Throughout her campaign, Clinton has been vocal on reforming capital gains tax to discourage quick trades and reward longer-held investments, and eliminating tax inversions that allow US companies to move domicile to take advantage of lower tax rates, as reported by Private Equity International.
In a speech in July laying out her economic plan, Clinton expressed her support for closing the “carried interest loophole” noting that “those at the top have to pay their fair share.”
During that speech, Clinton also reiterated her support for the Buffett Rule that would impose a minimum tax rate of 30 percent on individuals who earn more than $1 million a year.
Clinton’s position is longstanding. In the 2007 presidential election, while she campaigned for the Democratic Party nomination against Barack Obama, Clinton stated that taxing carried interest as capital gains was a “glaring inequality” that she would remedy if elected.

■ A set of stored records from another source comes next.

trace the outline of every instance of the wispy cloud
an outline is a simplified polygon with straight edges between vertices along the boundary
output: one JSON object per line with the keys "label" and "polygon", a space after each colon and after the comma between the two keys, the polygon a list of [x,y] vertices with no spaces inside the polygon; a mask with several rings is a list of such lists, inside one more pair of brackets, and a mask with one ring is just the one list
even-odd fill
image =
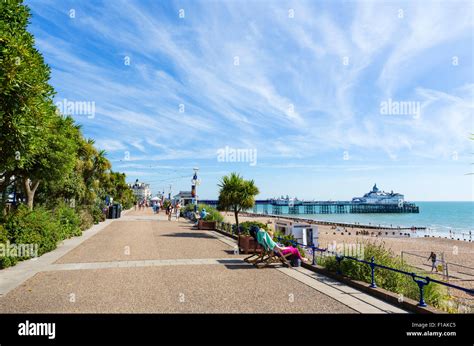
{"label": "wispy cloud", "polygon": [[[76,119],[130,175],[225,171],[226,145],[257,149],[252,172],[270,175],[289,159],[337,169],[344,152],[352,171],[469,161],[472,2],[28,3],[57,97],[95,102]],[[381,115],[388,98],[420,117]]]}

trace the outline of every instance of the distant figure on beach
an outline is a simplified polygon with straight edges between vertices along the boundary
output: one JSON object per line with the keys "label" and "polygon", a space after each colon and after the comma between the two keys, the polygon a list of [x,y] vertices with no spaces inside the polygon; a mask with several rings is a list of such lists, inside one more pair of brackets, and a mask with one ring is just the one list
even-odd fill
{"label": "distant figure on beach", "polygon": [[436,272],[438,272],[438,268],[436,267],[436,254],[431,251],[430,257],[428,257],[427,261],[431,260],[431,272],[433,272],[433,269],[436,269]]}
{"label": "distant figure on beach", "polygon": [[171,206],[171,204],[169,204],[167,207],[166,207],[166,214],[168,214],[168,221],[171,221],[171,211],[173,210],[173,207]]}

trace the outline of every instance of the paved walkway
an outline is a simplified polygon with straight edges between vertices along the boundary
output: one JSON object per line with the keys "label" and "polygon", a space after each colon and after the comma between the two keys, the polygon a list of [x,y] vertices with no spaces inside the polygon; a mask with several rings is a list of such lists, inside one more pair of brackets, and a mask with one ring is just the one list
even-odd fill
{"label": "paved walkway", "polygon": [[0,312],[401,313],[303,268],[256,269],[235,241],[130,211],[0,271]]}

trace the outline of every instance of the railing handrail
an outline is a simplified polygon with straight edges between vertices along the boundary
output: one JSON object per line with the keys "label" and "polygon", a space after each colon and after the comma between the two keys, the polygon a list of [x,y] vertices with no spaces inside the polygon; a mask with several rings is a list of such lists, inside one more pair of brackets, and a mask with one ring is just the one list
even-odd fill
{"label": "railing handrail", "polygon": [[[282,240],[283,238],[277,237],[277,239]],[[374,268],[376,268],[376,267],[411,276],[412,279],[418,284],[418,286],[420,288],[420,302],[418,304],[419,306],[423,306],[423,307],[426,306],[426,303],[425,303],[424,298],[423,298],[423,288],[424,288],[424,286],[428,285],[430,282],[434,282],[434,283],[437,283],[439,285],[443,285],[443,286],[447,286],[447,287],[450,287],[450,288],[458,289],[458,290],[461,290],[461,291],[466,292],[468,294],[474,295],[474,290],[473,289],[469,289],[469,288],[453,285],[453,284],[448,283],[448,282],[443,282],[443,281],[439,281],[439,280],[436,280],[436,279],[432,279],[429,276],[422,276],[422,275],[419,275],[415,272],[407,272],[407,271],[404,271],[404,270],[388,267],[388,266],[385,266],[385,265],[382,265],[382,264],[377,264],[377,263],[375,263],[375,258],[374,257],[372,257],[372,261],[369,262],[369,261],[359,259],[359,258],[356,258],[356,257],[352,257],[352,256],[340,255],[337,252],[329,251],[328,249],[320,249],[319,247],[316,247],[314,245],[301,244],[301,243],[298,243],[295,240],[288,240],[288,241],[290,241],[293,245],[299,245],[299,246],[302,246],[302,247],[310,248],[313,251],[313,265],[315,264],[315,262],[314,262],[314,251],[334,254],[334,256],[336,257],[336,260],[339,262],[339,264],[343,259],[350,259],[350,260],[353,260],[353,261],[357,261],[357,262],[369,265],[372,268],[372,283],[371,283],[370,286],[373,287],[373,288],[377,287],[375,285],[375,275],[374,275]],[[339,274],[342,274],[342,273],[339,272]],[[420,279],[420,280],[417,280],[417,279]]]}
{"label": "railing handrail", "polygon": [[[224,222],[224,221],[218,221],[217,224],[232,225],[232,223]],[[232,232],[232,229],[231,229],[231,232]],[[237,230],[237,232],[238,232],[238,230]],[[282,237],[277,237],[277,239],[279,241],[283,240]],[[397,268],[392,268],[392,267],[385,266],[383,264],[378,264],[378,263],[375,263],[375,258],[374,257],[372,257],[371,261],[369,262],[369,261],[359,259],[359,258],[356,258],[356,257],[352,257],[352,256],[340,255],[335,251],[330,251],[328,249],[322,249],[322,248],[319,248],[319,247],[314,246],[314,245],[306,245],[306,244],[298,243],[295,240],[287,239],[287,241],[289,241],[290,243],[292,243],[295,246],[299,245],[299,246],[311,249],[312,252],[313,252],[313,263],[312,263],[313,265],[315,264],[315,258],[314,258],[315,251],[318,251],[318,252],[321,252],[321,253],[325,252],[325,253],[333,254],[336,257],[336,260],[339,262],[339,268],[340,268],[340,262],[343,259],[349,259],[349,260],[353,260],[353,261],[357,261],[357,262],[369,265],[372,269],[372,274],[371,274],[372,275],[372,282],[371,282],[371,285],[370,285],[370,287],[372,287],[372,288],[377,287],[376,283],[375,283],[375,273],[374,273],[375,268],[381,268],[381,269],[385,269],[385,270],[389,270],[389,271],[393,271],[393,272],[397,272],[397,273],[400,273],[400,274],[403,274],[403,275],[410,276],[413,279],[413,281],[415,281],[418,284],[418,287],[420,289],[420,301],[419,301],[418,305],[422,306],[422,307],[427,306],[427,304],[424,300],[424,297],[423,297],[424,286],[428,285],[430,282],[434,282],[434,283],[439,284],[439,285],[454,288],[454,289],[466,292],[468,294],[474,295],[474,290],[473,289],[453,285],[453,284],[448,283],[448,282],[443,282],[443,281],[440,281],[440,280],[437,280],[437,279],[430,278],[429,276],[422,276],[422,275],[419,275],[415,272],[407,272],[405,270],[400,270],[400,269],[397,269]],[[339,274],[342,274],[342,273],[339,272]]]}
{"label": "railing handrail", "polygon": [[[422,252],[422,251],[418,251],[418,252]],[[430,252],[430,251],[424,251],[424,252]],[[410,251],[402,251],[402,253],[409,254],[409,255],[412,255],[412,256],[416,256],[416,257],[420,257],[420,258],[426,258],[426,256],[421,256],[421,255],[418,255],[416,253],[412,253]],[[465,269],[474,270],[474,267],[465,266],[463,264],[459,264],[459,263],[455,263],[455,262],[448,262],[448,261],[439,260],[439,259],[437,259],[436,261],[440,262],[440,263],[449,264],[450,266],[454,266],[454,267],[461,267],[461,268],[465,268]],[[472,276],[472,274],[467,274],[467,275]]]}

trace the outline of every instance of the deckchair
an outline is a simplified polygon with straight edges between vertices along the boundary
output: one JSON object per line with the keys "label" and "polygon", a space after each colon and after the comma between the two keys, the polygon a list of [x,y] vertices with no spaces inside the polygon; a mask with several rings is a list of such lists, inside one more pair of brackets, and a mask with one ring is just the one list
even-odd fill
{"label": "deckchair", "polygon": [[[265,232],[265,231],[262,231]],[[268,234],[267,234],[268,236]],[[258,236],[257,236],[258,239]],[[288,262],[288,258],[292,255],[291,253],[287,255],[281,255],[280,253],[274,251],[266,237],[262,237],[260,245],[262,245],[264,251],[262,252],[262,256],[260,256],[255,262],[254,265],[258,268],[265,268],[268,267],[270,264],[273,263],[282,263],[286,267],[291,267],[290,262]]]}
{"label": "deckchair", "polygon": [[[260,262],[263,257],[266,255],[266,250],[265,248],[259,244],[258,239],[257,239],[257,232],[259,231],[258,226],[251,226],[250,227],[250,236],[255,240],[255,247],[253,249],[253,253],[244,258],[244,261],[247,263],[252,263],[255,264],[257,262]],[[252,258],[255,257],[255,258]]]}

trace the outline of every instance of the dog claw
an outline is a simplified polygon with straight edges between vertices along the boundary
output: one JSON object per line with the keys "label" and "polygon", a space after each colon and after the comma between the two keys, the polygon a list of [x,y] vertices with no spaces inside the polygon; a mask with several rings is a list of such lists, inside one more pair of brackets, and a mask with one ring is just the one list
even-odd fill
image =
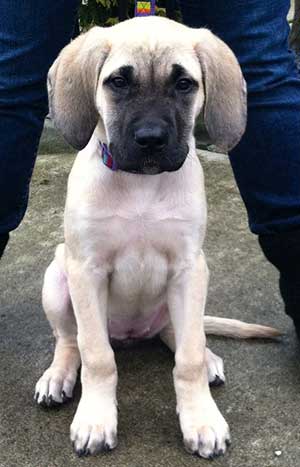
{"label": "dog claw", "polygon": [[34,400],[44,409],[49,409],[52,407],[58,407],[60,405],[60,402],[56,401],[53,399],[53,396],[50,394],[49,396],[46,396],[45,394],[42,397],[42,400],[39,401],[39,393],[37,393],[34,396]]}
{"label": "dog claw", "polygon": [[65,391],[62,391],[61,398],[62,398],[62,403],[63,404],[66,404],[67,402],[70,402],[70,400],[72,399],[72,397],[67,396]]}
{"label": "dog claw", "polygon": [[40,405],[42,407],[48,407],[48,404],[47,404],[47,397],[46,396],[43,396],[42,397],[42,401],[40,402]]}
{"label": "dog claw", "polygon": [[[72,443],[72,444],[73,444],[73,449],[76,452],[78,457],[88,457],[88,456],[91,455],[90,449],[88,449],[86,447],[81,448],[81,449],[76,449],[75,448],[75,443]],[[93,452],[93,455],[100,454],[101,452],[105,452],[105,451],[106,451],[106,449],[105,449],[104,445],[101,443],[101,445],[99,445],[99,447]]]}
{"label": "dog claw", "polygon": [[215,379],[209,385],[213,387],[218,387],[222,386],[223,384],[225,384],[225,381],[222,378],[220,378],[219,375],[216,375]]}
{"label": "dog claw", "polygon": [[[73,445],[75,446],[75,442],[73,443]],[[82,448],[76,448],[75,447],[75,452],[76,452],[78,457],[85,457],[85,456],[88,456],[90,454],[90,450],[88,449],[87,445],[88,445],[88,443],[86,442],[85,445]]]}
{"label": "dog claw", "polygon": [[55,400],[52,394],[46,395],[44,394],[43,397],[40,399],[40,393],[36,392],[33,397],[34,401],[38,403],[44,409],[52,408],[52,407],[59,407],[62,404],[68,403],[72,398],[67,396],[65,391],[61,393],[61,400]]}
{"label": "dog claw", "polygon": [[[215,441],[214,446],[209,446],[207,443],[204,442],[201,436],[197,438],[191,439],[184,439],[184,447],[189,454],[194,456],[198,456],[207,460],[213,460],[225,454],[226,448],[225,445],[228,447],[230,445],[230,439]],[[220,444],[222,447],[219,447]]]}
{"label": "dog claw", "polygon": [[85,455],[85,450],[84,449],[78,449],[76,450],[76,454],[78,457],[83,457]]}
{"label": "dog claw", "polygon": [[94,445],[94,447],[91,449],[88,447],[89,440],[86,442],[85,446],[79,448],[76,447],[76,440],[72,441],[72,447],[75,453],[77,454],[78,457],[87,457],[90,455],[97,455],[100,453],[107,453],[112,451],[116,446],[117,446],[117,436],[113,435],[111,437],[111,442],[107,441],[100,441],[97,446]]}

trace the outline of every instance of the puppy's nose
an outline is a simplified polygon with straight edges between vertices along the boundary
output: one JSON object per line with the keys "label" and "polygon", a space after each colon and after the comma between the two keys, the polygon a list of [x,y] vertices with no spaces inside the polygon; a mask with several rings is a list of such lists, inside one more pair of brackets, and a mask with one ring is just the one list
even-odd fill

In this week’s NY Times op-ed, Clinton argued for continued financial sector reform to avoid another financial downturn and vowed to “rein in major financial institutions”, proposing a “risk fee” to “discourage the kind of hazardous behaviour that could induce another crisis.”
Clinton wrote: “I would not only veto any legislation that would weaken financial reform, but I would also fight for tough new rules, stronger enforcement and more accountability that go well beyond Dodd-Frank.”
She proposed strengthening oversight of the “shadow banking” sector including hedge funds, investment banks and other non-banking institutions. “We need to tackle excessive risk wherever it lurks, not just in the banks,” she wrote.
Executives at financial institutions need to be more accountable, Clinton wrote, and proposed extending the statute of limitations on financial crimes from five to 10 years, enhancing rewards for whistleblowers, forcing firms to admit wrongdoing as part of settlements, and for fines on companies to “cut” into executive bonuses.